Il n'est guère possible de faire autre chose que d’effleurer ce concept, tant cette question de la liberté humaine est - tout d'abord - au centre des systèmes philosophiques classiques. Au sens philosophique courant, la liberté est « perçue comme l'absence de contrainte (liberté "politique") qui accompagnerait la conscience d'un pouvoir indéterminé (libre arbitre / liberté de pensée) et la capacité d'un commencement absolu (sans cause précédente, causa sui). » 
Ce serait, comme nous le propose Nietzsche, la possibilité illusoire - selon les lois naturelles - de se hisser hors de l'eau en se tirant sur les cheveux.
Soit un mélange gloubi-boulga difficile à digérer en l'état (voir Le Libre Arbitre : QUEZAQUO ?)

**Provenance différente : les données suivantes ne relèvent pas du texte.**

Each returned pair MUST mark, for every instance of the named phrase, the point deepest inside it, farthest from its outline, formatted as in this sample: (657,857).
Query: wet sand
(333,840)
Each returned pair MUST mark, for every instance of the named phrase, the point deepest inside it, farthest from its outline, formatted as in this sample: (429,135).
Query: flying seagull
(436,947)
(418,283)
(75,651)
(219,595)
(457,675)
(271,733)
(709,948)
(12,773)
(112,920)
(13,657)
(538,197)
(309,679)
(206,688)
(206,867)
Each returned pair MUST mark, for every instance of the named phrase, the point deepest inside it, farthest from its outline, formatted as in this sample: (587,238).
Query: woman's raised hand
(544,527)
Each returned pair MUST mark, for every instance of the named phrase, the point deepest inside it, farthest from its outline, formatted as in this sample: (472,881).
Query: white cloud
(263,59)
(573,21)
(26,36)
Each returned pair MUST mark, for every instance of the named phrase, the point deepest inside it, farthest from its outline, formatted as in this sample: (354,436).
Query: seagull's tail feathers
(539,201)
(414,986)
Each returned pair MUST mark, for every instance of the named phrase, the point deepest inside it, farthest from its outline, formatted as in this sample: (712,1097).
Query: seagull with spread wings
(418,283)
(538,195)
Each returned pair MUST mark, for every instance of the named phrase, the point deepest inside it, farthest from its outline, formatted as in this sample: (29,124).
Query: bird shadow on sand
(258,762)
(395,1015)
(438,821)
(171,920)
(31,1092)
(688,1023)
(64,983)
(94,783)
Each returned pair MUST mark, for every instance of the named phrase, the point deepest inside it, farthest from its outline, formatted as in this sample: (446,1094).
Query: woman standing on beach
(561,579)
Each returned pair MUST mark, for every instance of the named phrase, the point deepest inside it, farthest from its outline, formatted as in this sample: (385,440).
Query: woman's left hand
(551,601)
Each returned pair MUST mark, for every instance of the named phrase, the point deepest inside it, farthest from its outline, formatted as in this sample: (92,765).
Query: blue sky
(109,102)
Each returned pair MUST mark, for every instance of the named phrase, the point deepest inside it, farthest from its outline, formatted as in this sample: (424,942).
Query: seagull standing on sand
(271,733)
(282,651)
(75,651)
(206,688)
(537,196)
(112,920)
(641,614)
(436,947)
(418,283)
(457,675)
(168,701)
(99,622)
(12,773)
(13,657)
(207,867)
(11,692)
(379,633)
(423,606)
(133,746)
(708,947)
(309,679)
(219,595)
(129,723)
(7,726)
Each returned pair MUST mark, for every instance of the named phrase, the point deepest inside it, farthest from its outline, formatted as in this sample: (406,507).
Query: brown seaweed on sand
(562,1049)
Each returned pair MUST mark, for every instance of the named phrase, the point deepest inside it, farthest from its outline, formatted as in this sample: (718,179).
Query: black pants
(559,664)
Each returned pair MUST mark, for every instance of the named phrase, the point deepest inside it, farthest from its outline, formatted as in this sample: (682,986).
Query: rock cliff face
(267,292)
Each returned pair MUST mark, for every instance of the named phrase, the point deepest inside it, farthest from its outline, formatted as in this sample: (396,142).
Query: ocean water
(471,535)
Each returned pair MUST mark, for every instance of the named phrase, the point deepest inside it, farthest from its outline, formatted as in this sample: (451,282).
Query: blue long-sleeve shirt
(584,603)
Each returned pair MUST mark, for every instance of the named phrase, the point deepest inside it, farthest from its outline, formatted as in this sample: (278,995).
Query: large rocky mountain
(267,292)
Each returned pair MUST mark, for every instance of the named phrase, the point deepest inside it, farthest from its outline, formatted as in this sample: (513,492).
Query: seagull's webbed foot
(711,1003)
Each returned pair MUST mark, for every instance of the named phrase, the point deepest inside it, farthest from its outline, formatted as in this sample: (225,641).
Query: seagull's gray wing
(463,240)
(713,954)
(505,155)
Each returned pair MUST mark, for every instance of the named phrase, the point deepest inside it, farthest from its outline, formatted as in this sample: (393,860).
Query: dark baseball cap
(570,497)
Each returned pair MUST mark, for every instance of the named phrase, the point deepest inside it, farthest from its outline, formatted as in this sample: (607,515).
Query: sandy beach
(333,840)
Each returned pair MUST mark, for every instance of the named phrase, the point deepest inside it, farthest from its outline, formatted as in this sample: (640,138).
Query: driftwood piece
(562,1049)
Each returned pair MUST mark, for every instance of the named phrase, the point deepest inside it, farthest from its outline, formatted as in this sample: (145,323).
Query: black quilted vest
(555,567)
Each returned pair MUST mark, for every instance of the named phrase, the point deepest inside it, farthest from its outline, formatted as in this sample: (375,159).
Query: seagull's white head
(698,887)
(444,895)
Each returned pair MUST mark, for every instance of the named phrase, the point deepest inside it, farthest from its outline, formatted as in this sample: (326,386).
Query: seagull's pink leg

Question liminaire : dans ce conflit que nous avons déjà évoqué entre déterminants et liberté, si nous annulons par une expérience de pensée les déterminants de l’équation, que se passe-t-il ? C’est la fameuse fable attribuée au philosophe Buridan et son âne : cet âne a « strictement » aussi faim que soif et se trouve à une distance « strictement » équivalente d’un seau d’avoine d’un côté, et d’un seau d’eau de l’autre. Les déterminants étant strictement les mêmes, il ne reste plus que l’exercice de sa « liberté ». Quel seau choisir ? Va-t-il se laisser mourir de faim et de soif car il ne peut choisir une voie plutôt que l’autre ? C’est ce qu’on appellera la liberté d’indifférence chère à Molina[1] et que Descartes désignera comme le « degré zéro de la liberté » (sans rejeter pour autant cette liberté d’indifférence). On remarquera que s’il existe pour Descartes un degré zéro de la liberté, c’est qu’il existerait différents degrés de liberté (degré 1, degré 2 etc.), plus ou moins « efficients ». Mais Descartes - pas plus que les autres philosophes de la volonté libre - ne va jusqu’à révéler une échelle de mesure qui nous serait pourtant bien utile. Cette expérience de pensée asinienne est de toute façon extrêmement fumeuse dans la mesure où la soif et la faim ne peuvent être de force identique. Et même à force identique initialement, l’hésitation sera courte car la soif va rapidement l’emporter du fait des besoins en eau plus prégnants du point de vue biologique que les besoins en nourriture. Et même s’il commence par l’avoine, rien n’empêche cet âne d’aller se désaltérer ensuite. Où l’on constate que tenter d’annuler les déterminants est une entreprise bien stérile, et qu’il faudrait de nouveaux déterminants plus forts pour contrer les précédents.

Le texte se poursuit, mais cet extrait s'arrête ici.